Relato escrito por Jorge Luis Borges y Adolfo Bioy
Casares en 1947, bajo el pseudónimo jocoso de H. Bustos Domecq, “La fiesta del
monstruo” fue publicado por la revista Marcha
en Uruguay, recién tras la caída del peronismo, en septiembre de 1955.
Resulta paradójico que la mirada borgeana haya calificado al peronismo de una
manera tan categórica y temprana, y que no haya vuelto a revisar esa
perspectiva. Como puede leerse, el texto está escrito desde un desprecio enorme
hacia los otros que, en este caso, se transforman, son transformados, en el
Otro absoluto.
En el relato, que pretende ser la descripción de un 17 de
octubre por la boca de un grasa,
“lo importante es la fiesta, el
tumulto, el judío muerto a pedradas, los bajos
instintos, la grosería”, según remarcó tempranamente Ismael Viñas, en el
artículo (“De las obras y los hombres. La fiesta del monstruo”), que publicó en
1956 en el N° 7-8 de la revista Contorno,
bajo el pseudónimo de V. Sanroman. El narrador es un militante peronista, quien le cuenta
a su novia, Nelly, los avatares de una jornada en la que irán a la plaza a
escuchar el discurso del Monstruo, es decir, de Perón. En el camino se cruzan
con un judío de anteojos, que camina distraído, con un libro entre sus manos, y
lo matan.
Como puede detectarse, “La fiesta…” está
construido como una
reescritura de los argumento de “El matadero”, de Esteban Echeverría, pero
según el tono excesivo de “La refalosa”, de Hilario Ascasubi. De hecho, el
cuento se inicia con un epígrafe de “La refalosa”, que dice así “Aquí empieza
su aflición”. Recordemos que en el poema de Ascasubi aparece esta dicotomía
incruenta entre una víctima, el unitario, y sus verdugos, los mazorqueros. Los
salvajes –quienes no van a parar de acusar de salvaje al hombre culto, siempre
desde la mirada del autor– van a divertirse y reírse ante las torturas –entre
ellas la refalosa– que le infringen a su enemigo, con el único objetivo de
domesticarlo, y hacerlo gritar “Viva la Federación”. Algo similar sucede en el
relato de Borges-Bioy, cuando los seguidores del monstruo intentan hacer algo
similar con el judío. No en vano, en su
clásico libro El género gauchesco. Un
tratado sobre la patria, Josefina Ludmer se refiere a “La Refalosa” como la primera fiesta
del monstruo, en la cual “se deja leer la construcción de una lengua asesina y
brutal”. Una construcción que divide las voces entre baja, salvaje, o bárbara,
y otra civilizada, introduciendo una diferencia jerárquica en la lengua del
desafío, que baja una orilla y pasa de lo animal directamente al cuerpo del
enemigo”. Esto es así, en gran medida, porque “el desafío y el mundo animal se
implican mutuamente en el género”. Así, los bárbaros y salvajes federales no
sólo degüellan animales, sino que son unos animales que degüellan y sacrifican hombres
como si fueran animales, tal como sugiere Esteban Echeverría en “El matadero”.

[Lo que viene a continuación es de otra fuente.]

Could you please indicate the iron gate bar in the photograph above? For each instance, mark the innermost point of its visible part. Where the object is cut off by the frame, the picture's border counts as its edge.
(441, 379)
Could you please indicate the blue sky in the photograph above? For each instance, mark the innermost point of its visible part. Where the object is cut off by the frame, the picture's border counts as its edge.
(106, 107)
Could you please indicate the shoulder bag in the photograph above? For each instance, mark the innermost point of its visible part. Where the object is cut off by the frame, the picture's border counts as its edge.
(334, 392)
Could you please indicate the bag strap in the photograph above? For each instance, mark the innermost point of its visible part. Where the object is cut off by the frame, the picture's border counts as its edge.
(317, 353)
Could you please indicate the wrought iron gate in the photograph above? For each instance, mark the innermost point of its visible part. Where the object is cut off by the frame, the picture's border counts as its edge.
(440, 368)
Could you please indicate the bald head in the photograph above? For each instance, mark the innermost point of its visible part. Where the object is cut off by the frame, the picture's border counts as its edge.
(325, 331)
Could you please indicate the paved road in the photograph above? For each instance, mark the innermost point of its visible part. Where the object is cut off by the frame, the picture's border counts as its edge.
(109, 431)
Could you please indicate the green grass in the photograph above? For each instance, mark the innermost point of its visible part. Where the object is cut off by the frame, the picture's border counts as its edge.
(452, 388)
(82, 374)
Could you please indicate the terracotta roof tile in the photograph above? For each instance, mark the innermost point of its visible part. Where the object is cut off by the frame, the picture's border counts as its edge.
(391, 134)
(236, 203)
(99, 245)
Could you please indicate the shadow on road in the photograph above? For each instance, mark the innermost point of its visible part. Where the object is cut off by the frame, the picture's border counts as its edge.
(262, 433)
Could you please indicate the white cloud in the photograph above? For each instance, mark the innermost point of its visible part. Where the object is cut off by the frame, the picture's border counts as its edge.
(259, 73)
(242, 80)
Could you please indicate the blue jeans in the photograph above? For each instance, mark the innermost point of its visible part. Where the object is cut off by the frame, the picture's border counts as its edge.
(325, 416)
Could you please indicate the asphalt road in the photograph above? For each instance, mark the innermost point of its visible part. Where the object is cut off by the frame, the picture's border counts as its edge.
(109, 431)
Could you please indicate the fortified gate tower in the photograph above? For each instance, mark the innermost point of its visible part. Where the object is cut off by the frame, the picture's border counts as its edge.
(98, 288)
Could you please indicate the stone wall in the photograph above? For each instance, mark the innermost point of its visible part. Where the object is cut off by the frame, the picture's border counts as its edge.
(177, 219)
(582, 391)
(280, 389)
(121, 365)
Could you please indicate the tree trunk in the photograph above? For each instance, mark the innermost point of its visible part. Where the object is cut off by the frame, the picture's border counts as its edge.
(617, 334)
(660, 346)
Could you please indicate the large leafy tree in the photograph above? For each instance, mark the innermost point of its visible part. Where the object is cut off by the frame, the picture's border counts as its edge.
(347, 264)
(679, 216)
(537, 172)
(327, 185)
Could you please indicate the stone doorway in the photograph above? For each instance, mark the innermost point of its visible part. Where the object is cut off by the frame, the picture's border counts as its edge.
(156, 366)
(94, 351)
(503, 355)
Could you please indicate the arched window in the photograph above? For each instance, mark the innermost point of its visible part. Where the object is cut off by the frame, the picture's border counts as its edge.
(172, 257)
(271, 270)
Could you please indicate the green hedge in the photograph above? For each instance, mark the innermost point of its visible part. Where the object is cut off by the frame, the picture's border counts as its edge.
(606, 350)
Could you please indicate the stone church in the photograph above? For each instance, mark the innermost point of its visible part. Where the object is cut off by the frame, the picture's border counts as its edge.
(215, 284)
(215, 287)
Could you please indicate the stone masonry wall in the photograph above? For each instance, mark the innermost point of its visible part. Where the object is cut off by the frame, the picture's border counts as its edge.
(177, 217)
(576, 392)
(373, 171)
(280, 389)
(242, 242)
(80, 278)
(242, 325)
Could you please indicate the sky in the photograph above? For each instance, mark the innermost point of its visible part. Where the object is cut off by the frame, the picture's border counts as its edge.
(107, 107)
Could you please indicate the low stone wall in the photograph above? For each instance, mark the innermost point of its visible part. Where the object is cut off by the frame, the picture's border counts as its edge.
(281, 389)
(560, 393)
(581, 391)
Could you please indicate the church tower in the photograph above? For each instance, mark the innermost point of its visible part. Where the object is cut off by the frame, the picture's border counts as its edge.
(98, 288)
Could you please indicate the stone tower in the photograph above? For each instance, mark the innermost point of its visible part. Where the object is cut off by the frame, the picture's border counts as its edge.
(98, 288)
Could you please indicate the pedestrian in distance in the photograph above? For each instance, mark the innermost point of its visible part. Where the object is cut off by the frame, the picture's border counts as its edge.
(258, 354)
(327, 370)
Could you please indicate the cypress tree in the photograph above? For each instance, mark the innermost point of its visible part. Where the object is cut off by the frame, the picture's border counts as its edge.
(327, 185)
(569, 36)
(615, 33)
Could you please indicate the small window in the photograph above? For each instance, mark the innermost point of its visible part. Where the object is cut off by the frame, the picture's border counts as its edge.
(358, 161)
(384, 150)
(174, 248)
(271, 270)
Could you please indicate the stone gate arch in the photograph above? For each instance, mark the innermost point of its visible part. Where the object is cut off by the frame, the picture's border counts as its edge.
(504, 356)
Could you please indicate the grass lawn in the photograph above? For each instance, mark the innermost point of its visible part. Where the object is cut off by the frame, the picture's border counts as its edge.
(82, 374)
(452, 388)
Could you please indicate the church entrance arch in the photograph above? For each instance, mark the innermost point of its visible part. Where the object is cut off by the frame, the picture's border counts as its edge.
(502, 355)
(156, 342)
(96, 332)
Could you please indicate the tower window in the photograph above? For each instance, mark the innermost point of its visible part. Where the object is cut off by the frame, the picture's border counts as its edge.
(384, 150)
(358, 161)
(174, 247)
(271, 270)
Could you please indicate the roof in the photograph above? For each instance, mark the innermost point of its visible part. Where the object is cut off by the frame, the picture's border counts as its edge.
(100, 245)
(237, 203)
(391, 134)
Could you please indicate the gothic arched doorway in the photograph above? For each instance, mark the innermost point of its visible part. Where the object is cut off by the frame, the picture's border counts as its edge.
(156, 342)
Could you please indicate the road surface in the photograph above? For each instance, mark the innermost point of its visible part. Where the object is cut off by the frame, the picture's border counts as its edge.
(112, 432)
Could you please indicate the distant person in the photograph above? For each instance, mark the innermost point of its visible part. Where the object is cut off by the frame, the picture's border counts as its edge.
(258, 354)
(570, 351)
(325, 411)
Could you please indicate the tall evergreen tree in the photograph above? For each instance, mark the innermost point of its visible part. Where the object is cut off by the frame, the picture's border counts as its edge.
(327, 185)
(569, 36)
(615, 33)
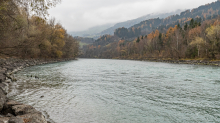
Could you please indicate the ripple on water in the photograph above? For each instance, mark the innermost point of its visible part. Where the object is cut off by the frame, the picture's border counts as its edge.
(121, 91)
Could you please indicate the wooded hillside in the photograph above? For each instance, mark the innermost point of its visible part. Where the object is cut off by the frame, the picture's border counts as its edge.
(25, 32)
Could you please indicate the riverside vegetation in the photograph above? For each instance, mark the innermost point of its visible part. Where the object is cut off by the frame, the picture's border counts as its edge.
(192, 35)
(27, 38)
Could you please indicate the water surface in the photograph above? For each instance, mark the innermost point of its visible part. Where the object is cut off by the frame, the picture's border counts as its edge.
(121, 91)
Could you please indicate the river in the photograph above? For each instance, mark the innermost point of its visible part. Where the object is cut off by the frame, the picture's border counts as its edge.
(121, 91)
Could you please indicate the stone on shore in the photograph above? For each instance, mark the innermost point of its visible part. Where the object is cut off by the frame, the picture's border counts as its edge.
(2, 99)
(4, 119)
(23, 109)
(33, 118)
(16, 120)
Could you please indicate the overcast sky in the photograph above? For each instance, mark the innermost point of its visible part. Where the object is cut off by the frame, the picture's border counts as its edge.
(79, 15)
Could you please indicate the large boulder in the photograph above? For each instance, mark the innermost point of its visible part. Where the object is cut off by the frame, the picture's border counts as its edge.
(8, 107)
(23, 109)
(4, 87)
(4, 119)
(33, 118)
(16, 120)
(2, 77)
(2, 99)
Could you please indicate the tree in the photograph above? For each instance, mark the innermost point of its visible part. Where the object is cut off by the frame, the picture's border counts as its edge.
(198, 42)
(138, 40)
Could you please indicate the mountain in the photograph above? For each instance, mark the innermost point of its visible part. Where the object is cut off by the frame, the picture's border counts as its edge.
(130, 23)
(205, 12)
(92, 32)
(97, 31)
(192, 34)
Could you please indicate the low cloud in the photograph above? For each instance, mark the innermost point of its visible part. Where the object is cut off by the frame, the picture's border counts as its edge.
(79, 15)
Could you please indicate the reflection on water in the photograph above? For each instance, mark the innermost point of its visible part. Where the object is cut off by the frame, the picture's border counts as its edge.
(121, 91)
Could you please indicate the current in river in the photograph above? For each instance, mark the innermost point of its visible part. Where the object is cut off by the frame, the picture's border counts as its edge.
(121, 91)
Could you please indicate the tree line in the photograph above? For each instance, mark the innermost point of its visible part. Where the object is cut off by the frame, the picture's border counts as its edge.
(25, 32)
(193, 40)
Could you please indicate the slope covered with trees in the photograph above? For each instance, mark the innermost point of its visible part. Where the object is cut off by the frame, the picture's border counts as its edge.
(190, 35)
(31, 35)
(189, 41)
(201, 13)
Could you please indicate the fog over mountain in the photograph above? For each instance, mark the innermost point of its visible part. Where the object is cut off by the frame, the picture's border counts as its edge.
(80, 15)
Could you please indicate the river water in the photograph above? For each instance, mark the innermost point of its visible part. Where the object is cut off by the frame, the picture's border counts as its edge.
(121, 91)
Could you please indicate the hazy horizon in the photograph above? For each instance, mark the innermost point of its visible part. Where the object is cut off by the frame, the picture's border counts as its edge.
(80, 15)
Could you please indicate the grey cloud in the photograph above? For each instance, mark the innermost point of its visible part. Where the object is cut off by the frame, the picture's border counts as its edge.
(79, 15)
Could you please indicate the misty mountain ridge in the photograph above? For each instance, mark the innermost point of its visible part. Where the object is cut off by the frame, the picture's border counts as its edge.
(97, 31)
(130, 23)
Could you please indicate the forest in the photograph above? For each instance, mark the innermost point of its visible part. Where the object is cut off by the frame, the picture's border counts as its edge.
(193, 34)
(189, 41)
(27, 33)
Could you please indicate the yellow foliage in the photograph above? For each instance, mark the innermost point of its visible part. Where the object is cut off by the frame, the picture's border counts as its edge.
(197, 41)
(59, 53)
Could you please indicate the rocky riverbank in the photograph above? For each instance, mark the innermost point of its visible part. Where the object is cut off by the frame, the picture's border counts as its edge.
(10, 110)
(195, 62)
(173, 61)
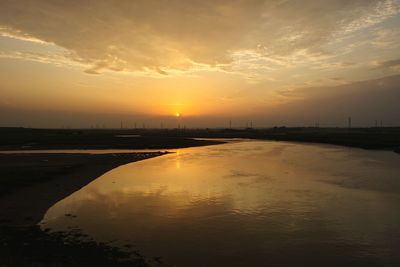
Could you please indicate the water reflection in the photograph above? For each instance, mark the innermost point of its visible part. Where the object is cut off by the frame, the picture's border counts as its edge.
(247, 204)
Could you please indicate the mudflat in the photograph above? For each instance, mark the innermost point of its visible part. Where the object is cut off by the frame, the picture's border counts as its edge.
(32, 183)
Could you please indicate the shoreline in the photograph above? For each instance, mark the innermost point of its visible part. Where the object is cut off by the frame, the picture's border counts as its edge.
(22, 207)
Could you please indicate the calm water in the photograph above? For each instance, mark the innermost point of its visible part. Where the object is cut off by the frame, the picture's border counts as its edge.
(250, 203)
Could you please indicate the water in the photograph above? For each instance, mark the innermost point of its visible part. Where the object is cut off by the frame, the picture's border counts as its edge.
(252, 203)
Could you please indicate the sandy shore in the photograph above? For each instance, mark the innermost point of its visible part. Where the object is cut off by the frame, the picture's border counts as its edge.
(31, 184)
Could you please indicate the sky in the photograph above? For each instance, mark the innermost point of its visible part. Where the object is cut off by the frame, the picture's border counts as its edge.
(95, 63)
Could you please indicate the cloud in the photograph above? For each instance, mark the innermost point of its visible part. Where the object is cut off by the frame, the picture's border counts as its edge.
(365, 101)
(387, 64)
(165, 36)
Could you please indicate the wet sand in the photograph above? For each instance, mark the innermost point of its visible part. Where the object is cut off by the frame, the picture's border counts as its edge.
(31, 184)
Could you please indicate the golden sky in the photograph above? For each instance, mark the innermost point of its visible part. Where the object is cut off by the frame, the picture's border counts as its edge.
(80, 63)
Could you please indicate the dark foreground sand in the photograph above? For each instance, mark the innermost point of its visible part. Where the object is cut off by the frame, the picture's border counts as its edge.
(30, 184)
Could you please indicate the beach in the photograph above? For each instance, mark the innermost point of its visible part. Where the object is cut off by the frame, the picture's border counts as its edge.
(31, 184)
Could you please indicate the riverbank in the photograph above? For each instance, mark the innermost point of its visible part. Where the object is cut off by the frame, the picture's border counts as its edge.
(30, 184)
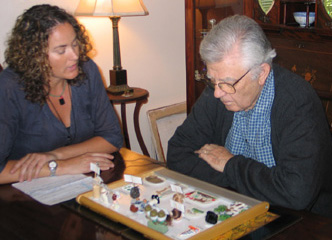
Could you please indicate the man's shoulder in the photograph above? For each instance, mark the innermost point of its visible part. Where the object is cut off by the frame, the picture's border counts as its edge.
(291, 85)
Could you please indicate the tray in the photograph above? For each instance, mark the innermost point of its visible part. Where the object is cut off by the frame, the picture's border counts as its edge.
(138, 221)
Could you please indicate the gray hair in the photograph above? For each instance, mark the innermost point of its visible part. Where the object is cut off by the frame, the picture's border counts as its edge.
(237, 30)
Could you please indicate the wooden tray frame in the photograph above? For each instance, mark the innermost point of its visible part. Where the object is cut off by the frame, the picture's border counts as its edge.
(257, 207)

De este modo, la escritura –“las bellas letras”–, la palabra autorizada del
escritor, aporta a la animalización del Otro iletrado, transformándolo en un
monstruo, en alguien que –a decir de Michel Foucault– no es ni siquiera un
animal, sino que es casi animal y casi hombre.
Por
supuesto, no es nuevo el hecho de que existan letrados que con sus plumas
aporten a la estigmatización de los sectores pobres de la población. Mucho más
cuando estos sectores tienen el tupé de insubordinarse. Es que para entender un poco mejor el clima de época
en que fue escrito “La fiesta…”, y las representaciones que estos escritores
tenían respecto del peronismo, tal vez valga la pena rescatar las declaraciones
que el propio Bioy hiciera años más tarde: “Este relato está escrito con un tremendo odio.
Estábamos llenos de odio durante el peronismo”.
Tal vez haya sido ese odio el motor de “El
simulacro”, relato de Borges incluido en su libro El hacedor, de 1960. Con este dos texto podemos complementar la
visión borgeana del peronismo.
Ese
odio que algunos de estos escritores sienten por el avance de las masas les
ciega la mirada. Y desde esa ceguera desrealizan, en su literatura, todo
aquello que no pueden aceptar como un dato de la realidad que los rodea. Así
como el peronismo pudo significar el sueño de los humillados y ofendidos por la
Argentina oligárquica, para otros, el peronismo se convirtió en una especie de
reverso de ese sueño, es decir, fue vivido como una pesadilla. Por eso Borges,
que comparte este juicio, narra su cuento como una alucinación: voluntad
estética de realización que es el correlativo de su juicio político.
Y
es esta caracterización del peronismo como irreal la que lleva a Borges a recrear
en su texto un velatorio de Evita. Imitación, en un rincón remoto de la
provincia de Chaco, del velatorio real que se sucedió en Buenos Aires. Tal vez
por eso el narrador se pregunte: “¿Qué suerte de hombre ideó y ejecutó esa
fúnebre farsa? ¿Un fanático, un triste, un alucinado o un impostor y un cínico?
¿Creía ser Perón al representar su doliente papel de viudo macabro?”. La
respuesta, como el lector se podrá imaginar, es más terrible que la pregunta: “La historia es increíble pero ocurrió y
acaso no una vez sino muchas, con distintos actores y con diferencias
locales. En ella está la cifra perfecta de una época irreal y es como el reflejo
de un sueño o como aquel drama en el drama, que se ve en Hamlet. El
enlutado no era Perón y la muñeca rubia no era la mujer Eva Duarte, pero
tampoco Perón era Perón ni Eva era Eva sino desconocidos o anónimos (cuyo
nombre secreto y cuyo rostro verdadero ignoramos) que figuraron, para el
crédulo amor de los arrabales, una crasa mitología”.
Es
decir, el peronismo no es más que ese retorno de las lanzas y esos cuchillos
que asesinaron a Laprida. La barbarie que regresa, para mostrar que a pesar de
esa fachada de modernidad, de europeísmo, la culta Buenos Aires lleva en sus
entrañas a los cabecitas negra, esos inmigrantes y provincianos incultos que
ahora pueblan las fábricas, los barrios cercanos a la Gran Capital y que, para
colmo, cuentan con poderosos sindicatos, y con el visto bueno de un Estado
dirigido por otro bárbaro descendiente de esos gauchos.